2017 Dubai 24h victory
The 991 GT3 R took 1-2 victory at the 2017 Dubai 24 hour race. The fastest cars in the race were the A6-Pro class cars that included Porsche 991 GT3 R, Mercedes-AMG GT3, Audi R8 LMS and Lamborghini Huracan GT3. The race was won by Herberth Motorsport 991 GT3 R driven by Brendon Hartley, Robert Renauer, Ralf Bohn, Daniel Allemann, Alfred Renauer. The 991 GT3 R of Manthey-Racing (driven by Sven Müller, Matteo Cairoli, Otto Klohs and Jochen Krumbach) had a puncture towards the end of the race and couldn’t fight for the victory.

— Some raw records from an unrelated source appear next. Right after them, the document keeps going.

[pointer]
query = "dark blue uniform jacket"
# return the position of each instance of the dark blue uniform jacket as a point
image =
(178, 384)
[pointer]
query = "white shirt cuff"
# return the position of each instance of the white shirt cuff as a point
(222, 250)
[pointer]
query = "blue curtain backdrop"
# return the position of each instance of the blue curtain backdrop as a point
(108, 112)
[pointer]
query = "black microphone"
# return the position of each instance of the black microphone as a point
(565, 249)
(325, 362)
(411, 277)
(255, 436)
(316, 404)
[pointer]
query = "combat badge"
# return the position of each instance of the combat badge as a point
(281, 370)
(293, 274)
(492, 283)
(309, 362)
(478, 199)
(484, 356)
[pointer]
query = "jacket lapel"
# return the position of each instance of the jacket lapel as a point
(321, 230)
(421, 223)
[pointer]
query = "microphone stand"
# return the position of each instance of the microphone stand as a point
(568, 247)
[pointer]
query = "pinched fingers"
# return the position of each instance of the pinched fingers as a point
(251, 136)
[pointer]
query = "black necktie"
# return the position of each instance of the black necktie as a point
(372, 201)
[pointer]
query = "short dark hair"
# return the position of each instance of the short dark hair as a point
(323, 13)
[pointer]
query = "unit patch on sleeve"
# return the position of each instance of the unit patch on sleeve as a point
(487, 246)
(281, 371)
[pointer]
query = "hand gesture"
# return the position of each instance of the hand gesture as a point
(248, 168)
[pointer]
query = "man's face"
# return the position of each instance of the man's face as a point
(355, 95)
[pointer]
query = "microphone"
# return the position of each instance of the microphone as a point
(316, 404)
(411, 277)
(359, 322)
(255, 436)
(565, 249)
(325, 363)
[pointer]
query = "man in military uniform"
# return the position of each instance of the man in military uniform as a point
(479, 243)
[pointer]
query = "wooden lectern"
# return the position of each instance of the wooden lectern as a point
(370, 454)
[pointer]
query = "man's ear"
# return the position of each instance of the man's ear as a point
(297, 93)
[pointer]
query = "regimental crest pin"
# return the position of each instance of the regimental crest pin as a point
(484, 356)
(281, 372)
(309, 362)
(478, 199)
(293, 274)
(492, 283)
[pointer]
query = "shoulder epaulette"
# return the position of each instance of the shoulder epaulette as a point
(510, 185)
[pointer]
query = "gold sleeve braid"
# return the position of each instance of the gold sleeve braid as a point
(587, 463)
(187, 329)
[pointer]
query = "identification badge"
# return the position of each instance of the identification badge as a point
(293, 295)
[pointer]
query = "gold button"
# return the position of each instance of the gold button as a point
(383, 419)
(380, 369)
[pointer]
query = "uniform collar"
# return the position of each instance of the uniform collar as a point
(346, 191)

2017 Daytona 24 class victory
Alegra Motorsports won the GTD (GT Daytona) class with the 991 GT3 R driven by Carlos de Quesada, Michael de Quesada, Daniel Morad, Jesse Lazare and Michael Christensen (Porsche factory pilot). The first five GTD cars (Porsche, Audi R8, Mercedes-AMG GT3, Audi, Acura NSX GT3) all covered 634 laps and were within 8 seconds after 24 hours! For Porsche, this was the 77th class victory at Daytona 24 hour race.
2017 Bathurst 12 hour class victories
2017 was the first time when full professional driver teams (class APP) were allowed and the overall victory was taken with a Ferrari 488 GT3 (290 laps). Second place overall and pro-am class (APA) victory was taken by Patrick Long, Marc Lieb, Matt Campbell and David Calvert-Jones with 991 GT3 R (289 laps). Third place overall was taken with Bentley GT3. Fourth place overall and amateur class (AAM) victory was taken by Liam Talbot, John Martin and Davashen Padayachee with another 991 GT3 R (289 laps).
The parts kit, which can be used to update all 2016 and 2017 911 GT3 R, includes amongst other things a new front lid for the optimisation of thermal management and side flicks to improve the aerobalance.
2018 Nürburgring 24h
More than 200.000 spectators and more than 500 drivers in 148 cars – this is the craziest 24 hour race in the world, held at the Nürburgring’s combined tracks of Nordschleife and the GP track (combined length 25.3 km/15.7 miles). With 43 vehicles, Porsche was the most strongly represented manufacturer. The driver list included so many famous Porsche drivers: Andre Lotterer, Dennis Olsen, Dirk Müller, Dirk Werner, Earl Bamber, Fred Makowiecki, Jeroen Bleekemolen, Jörg Bergmeister, Kevin Estré, Lars Kern, Laurens Vanthoor, Lucas Luhr, Maro Engel, Matt Campbell, Matteo Cairoli, Michael Christensen, Nick Tandy, Nicki Thiim, Patrick Pilet, Rene Rast, Richard Lietz, Romain Dumas, Sven Müller, Wolf Henzler and others (to be correct, not all of them drove Porsches in this race).